Last modified 5 years ago Last modified on 10/30/2013 09:42:16 AM

Data Management Planning and Reporting Process

Data Management Planning Process

As the Data Management progresses from R&D to Construction, the planning process has become more formal. For the primary work plans during R&D, the following process has been used:

  1. From overall flow-down of System Requirements to DM, overall LSST Program Schedules, and requirements analysis and design activities within DM, a DM Risk Register has been created that assesses the main programmatic and technical risks as understood at this time. These risks are ranked according to impact and likelihood to establish an exposure, which is the primary means of prioritizing mitigation activities.
  1. The DM Roadmap "bins" planned mitigation activities into "coarse-grained" 6-month periods.
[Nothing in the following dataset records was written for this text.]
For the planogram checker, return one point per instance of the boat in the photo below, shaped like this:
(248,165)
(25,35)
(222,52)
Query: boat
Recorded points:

These activities encompass all major DM R&D work in all areas (DM System Management and Engineering, Applications, Middleware, Infrastructure).
  1. The DM Project Manager creates and maintains data challenge release and management/system engineering project plans that encompass the entire Roadmap and add the next level of detailed work planning. In addition, the plans cover activities specific to preparing and conducting formal design reviews. The granularity of the data challenge release activities in this plan are 1 to 3 months each, non-release activities are finger grained from 1 week to 1 month. Each activity includes the activity description, expected start and end dates, and resources assigned (with primary resource listed first). Inter-activity dependencies are also captured to allow for critical path method scheduling and analysis. Starting with the Winter 2013 release, these plans have been moved from MS Project to the LSST Project Management Control System (PMCS) and are regularly exported in pdf form as LSST PMCS Plans
  1. At the start of each 6-month period (aka each new Winter or Summer Release) the entire DM team accomplishes a very detailed scoping and planning exercise to get the most detailed work plan, with individual activity granularity from 1 week to 1 month. This process is done via meetings, interactive communications, and requirements/design reviews, outside the PMCS. Then plan is incorporated into the PMCS. Once work starts on the release, this level of plan is tracked on a weekly basis, and the status is rolled up to the PMCS (see DM Reporting Process below). This plan is known as a Release Plan.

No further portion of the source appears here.